TRPO makes a local approximation, whereby $d_{\textcolor{blue}{\pi’}}$ is replaced by $d_{\pi}(s)$
One can define
\[L_\pi(\textcolor{blue}{\pi'}) := J(\pi)+\sum_s d_\pi(s) \sum_a \textcolor{blue}{\pi'}(a \mid s) \cdot A_\pi(s, a)\]and derive the lower bound $J(\textcolor{blue}{\pi’}) \geq L_\pi(\textcolor{blue}{\pi’})-c \cdot D_{\mathrm{KL}}^{\max }(\pi, \textcolor{blue}{\pi’})$, where $D_{\mathrm{KL}}^{\max }$ is the KL divergence maximized over states and $c$ depends on $\pi$. The KL divergence penalty can be replaced by a constraint, so the problem becomes
\[\begin{aligned} & \max _{\textcolor{blue}{\theta'}} \sum_s d_\theta(s) \sum_a \textcolor{blue}{\pi'}_{\textcolor{blue}{\theta'}}(a \mid s) \cdot A_\theta(s, a) \\ & \text { s.t. } \bar{D}_{\mathrm{KL}}^\theta(\theta, \textcolor{blue}{\theta'}) \leq \delta, \end{aligned}\]where $\bar{D}_{\mathrm{KL}}^\theta$ is the KL divergence averaged over states $s \sim d_\theta$. Using importance sampling, the summation over actions $\sum_a(\cdot)$ is replaced by $\mathbb{E}_{a \sim q}\left[\frac{1}{q(a \mid s)}(\cdot)\right]$. It is convenient to choose $q=\pi_\theta$, which results in:
\[\begin{aligned} & \max _{\textcolor{blue}{\theta'}} \mathbb{E}_{s \sim d_\theta, a \sim \pi_\theta}\left[\frac{\textcolor{blue}{\pi'}_{\textcolor{blue}{\theta'}}(a \mid s)}{\pi_\theta(a \mid s)} A_\theta(s, a)\right] \\ & \text { s.t. } \mathbb{E}_{s \sim d_\theta}\left[D_{\mathrm{KL}}\left(\pi_\theta(\cdot \mid s), \textcolor{blue}{\pi'}_{\textcolor{blue}{\theta'}}(\cdot \mid s)\right)\right] \leq \delta . \end{aligned}\]During online learning, the $\textcolor{blue}{\theta’}$ that is optimized and the old $\theta$ are the same at each iteration, so the gradient estimate is
\[\mathbb{E}_{\pi_\theta}\left[\frac{\nabla_\theta \pi_\theta(a \mid s)}{\pi_\theta(a \mid s)} A_\theta(s, a)\right] .\]Performance Difference Lemma
In this section, the $\pi$ and $\pi’$ from the previous text have been swapped.

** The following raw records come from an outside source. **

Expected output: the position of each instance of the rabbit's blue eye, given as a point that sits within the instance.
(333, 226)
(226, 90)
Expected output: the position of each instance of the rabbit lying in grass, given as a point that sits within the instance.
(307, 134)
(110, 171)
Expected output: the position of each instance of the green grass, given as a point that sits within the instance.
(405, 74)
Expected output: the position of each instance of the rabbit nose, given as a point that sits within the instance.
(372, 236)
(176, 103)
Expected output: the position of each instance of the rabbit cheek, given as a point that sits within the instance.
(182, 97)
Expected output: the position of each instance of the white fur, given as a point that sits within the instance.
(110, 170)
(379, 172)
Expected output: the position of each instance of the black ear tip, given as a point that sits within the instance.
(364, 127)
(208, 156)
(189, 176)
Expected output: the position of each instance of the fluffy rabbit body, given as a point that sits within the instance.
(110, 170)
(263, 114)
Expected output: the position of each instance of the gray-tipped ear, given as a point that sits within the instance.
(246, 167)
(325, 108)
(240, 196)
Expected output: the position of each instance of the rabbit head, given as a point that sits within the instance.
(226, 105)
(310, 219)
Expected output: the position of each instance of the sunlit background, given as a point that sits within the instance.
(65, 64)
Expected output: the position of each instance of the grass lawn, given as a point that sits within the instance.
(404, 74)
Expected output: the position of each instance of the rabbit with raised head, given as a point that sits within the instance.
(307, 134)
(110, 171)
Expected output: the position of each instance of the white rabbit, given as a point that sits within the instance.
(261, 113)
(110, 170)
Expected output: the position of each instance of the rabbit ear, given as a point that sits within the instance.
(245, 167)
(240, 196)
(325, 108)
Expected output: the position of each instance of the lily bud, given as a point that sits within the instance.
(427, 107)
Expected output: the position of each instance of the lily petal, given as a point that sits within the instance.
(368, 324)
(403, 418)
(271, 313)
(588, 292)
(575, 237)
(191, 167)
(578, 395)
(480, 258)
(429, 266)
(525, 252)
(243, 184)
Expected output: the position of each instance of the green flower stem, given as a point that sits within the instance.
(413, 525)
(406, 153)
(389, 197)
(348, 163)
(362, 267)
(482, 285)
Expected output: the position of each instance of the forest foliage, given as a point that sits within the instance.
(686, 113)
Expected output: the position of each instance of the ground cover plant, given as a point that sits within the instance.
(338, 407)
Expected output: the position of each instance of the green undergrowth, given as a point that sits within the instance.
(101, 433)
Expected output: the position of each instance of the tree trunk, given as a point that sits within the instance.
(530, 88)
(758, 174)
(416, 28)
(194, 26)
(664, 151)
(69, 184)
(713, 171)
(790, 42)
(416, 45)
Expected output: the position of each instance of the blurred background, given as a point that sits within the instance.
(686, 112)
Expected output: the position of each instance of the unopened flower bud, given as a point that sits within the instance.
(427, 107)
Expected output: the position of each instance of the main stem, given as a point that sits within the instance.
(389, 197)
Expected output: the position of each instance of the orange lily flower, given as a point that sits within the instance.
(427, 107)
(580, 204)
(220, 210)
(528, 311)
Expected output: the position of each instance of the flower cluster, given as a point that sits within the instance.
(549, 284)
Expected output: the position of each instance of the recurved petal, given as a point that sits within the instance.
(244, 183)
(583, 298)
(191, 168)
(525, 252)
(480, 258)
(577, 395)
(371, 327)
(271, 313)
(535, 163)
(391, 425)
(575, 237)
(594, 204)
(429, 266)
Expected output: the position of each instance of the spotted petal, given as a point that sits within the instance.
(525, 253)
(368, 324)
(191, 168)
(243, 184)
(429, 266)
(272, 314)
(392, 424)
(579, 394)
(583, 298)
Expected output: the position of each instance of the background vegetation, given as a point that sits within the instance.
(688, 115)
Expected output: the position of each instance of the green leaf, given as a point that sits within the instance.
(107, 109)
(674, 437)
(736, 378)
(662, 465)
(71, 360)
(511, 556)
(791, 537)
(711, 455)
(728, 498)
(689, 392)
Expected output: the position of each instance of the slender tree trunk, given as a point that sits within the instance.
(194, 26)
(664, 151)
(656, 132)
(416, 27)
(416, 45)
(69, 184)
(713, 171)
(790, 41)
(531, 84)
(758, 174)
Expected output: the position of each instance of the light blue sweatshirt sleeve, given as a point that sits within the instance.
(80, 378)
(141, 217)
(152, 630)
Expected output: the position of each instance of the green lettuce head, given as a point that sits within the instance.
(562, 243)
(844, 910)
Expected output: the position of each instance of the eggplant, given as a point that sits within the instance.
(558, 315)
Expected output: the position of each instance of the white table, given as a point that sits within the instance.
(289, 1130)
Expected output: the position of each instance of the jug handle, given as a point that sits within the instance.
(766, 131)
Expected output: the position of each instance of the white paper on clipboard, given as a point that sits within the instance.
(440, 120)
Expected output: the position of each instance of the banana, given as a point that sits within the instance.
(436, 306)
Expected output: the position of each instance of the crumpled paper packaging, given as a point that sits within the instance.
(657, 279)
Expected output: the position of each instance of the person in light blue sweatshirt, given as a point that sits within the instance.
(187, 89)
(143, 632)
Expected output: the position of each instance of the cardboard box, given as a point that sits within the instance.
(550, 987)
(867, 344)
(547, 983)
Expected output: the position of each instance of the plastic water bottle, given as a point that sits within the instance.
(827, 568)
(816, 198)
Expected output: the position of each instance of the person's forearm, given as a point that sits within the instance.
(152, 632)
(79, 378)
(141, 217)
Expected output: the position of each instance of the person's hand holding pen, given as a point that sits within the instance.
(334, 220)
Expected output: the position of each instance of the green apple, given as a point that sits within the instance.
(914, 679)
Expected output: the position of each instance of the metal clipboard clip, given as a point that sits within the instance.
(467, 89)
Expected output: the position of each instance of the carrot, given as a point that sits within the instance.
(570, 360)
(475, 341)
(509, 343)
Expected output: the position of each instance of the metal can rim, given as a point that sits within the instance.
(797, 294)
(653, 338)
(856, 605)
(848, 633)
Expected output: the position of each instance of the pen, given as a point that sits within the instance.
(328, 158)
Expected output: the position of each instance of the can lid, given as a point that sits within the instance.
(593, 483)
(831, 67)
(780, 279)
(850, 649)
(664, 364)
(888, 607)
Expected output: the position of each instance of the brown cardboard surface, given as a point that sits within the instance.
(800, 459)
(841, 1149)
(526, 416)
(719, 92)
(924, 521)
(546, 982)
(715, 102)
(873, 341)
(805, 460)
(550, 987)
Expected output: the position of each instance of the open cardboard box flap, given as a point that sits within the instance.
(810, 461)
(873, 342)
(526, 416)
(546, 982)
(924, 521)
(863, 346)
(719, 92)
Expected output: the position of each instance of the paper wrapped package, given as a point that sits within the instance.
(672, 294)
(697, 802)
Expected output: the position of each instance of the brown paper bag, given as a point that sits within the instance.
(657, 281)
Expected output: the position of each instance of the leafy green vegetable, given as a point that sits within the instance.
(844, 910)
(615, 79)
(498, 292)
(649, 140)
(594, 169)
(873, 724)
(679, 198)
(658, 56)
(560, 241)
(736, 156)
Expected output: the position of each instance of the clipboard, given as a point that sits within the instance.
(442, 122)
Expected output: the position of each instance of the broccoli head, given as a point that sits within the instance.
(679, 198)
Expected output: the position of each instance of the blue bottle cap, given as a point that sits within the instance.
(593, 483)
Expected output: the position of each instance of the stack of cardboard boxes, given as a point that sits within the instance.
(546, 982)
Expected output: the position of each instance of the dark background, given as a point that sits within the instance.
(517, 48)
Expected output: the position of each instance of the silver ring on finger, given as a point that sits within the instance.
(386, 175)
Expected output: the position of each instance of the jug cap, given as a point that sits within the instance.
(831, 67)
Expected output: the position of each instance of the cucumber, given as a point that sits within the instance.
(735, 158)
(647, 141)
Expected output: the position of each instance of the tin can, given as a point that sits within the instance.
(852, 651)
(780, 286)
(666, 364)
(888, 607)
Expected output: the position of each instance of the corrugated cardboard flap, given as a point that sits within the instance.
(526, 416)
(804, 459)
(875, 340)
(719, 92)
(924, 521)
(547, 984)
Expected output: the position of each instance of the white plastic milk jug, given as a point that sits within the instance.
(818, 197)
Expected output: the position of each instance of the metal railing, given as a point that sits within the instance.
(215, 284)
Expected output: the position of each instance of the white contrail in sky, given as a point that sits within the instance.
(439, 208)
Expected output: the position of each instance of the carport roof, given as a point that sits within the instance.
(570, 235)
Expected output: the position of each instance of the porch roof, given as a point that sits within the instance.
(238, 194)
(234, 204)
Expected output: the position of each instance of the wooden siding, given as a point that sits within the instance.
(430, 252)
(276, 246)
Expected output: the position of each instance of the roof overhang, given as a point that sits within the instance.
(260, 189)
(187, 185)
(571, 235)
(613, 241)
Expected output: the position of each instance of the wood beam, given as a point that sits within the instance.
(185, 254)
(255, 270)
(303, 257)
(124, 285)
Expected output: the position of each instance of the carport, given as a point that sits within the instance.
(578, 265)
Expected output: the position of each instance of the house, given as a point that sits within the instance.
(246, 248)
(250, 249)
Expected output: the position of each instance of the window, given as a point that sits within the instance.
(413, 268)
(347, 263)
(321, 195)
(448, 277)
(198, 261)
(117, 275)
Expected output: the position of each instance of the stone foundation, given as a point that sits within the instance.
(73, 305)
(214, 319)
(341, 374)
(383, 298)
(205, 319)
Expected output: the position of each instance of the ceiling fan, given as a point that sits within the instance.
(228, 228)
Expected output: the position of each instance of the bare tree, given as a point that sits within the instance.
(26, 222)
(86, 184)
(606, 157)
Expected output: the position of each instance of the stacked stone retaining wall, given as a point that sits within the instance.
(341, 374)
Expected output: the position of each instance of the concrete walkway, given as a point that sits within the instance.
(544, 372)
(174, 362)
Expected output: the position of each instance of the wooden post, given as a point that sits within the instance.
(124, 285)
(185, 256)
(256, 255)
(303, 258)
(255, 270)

For all policies $\pi, \textcolor{blue}{\pi^\prime}$ and states $s_0$,
\[\begin{aligned} V^\pi(s_0) - V^{\textcolor{blue}{\pi^\prime}}(s_0) =& \mathbb{E}_{\tau \sim {\Pr}^\pi(\tau|s_0=s) } \left[\sum_{t=0}^\infty \gamma^t A^{\textcolor{blue}{\pi'}}(s_t,a_t)\right] \\ =& \frac{1}{1-\gamma}\mathbb{E}_{s\sim d_{s_0}^\pi }\mathbb{E}_{a\sim \pi(\cdot|s) } \left[ A^{\textcolor{blue}{\pi^\prime}}(s,a)\right]. \end{aligned}\]Kakade, Sham, and John Langford. “Approximately optimal approximate reinforcement learning.” Proceedings of the Nineteenth International Conference on Machine Learning. 2002.
Proof
The proof is provided in the appendix of “On the theory of policy gradient methods: Optimality, approximation, and distribution shift” and I just transcribed it here with additional details.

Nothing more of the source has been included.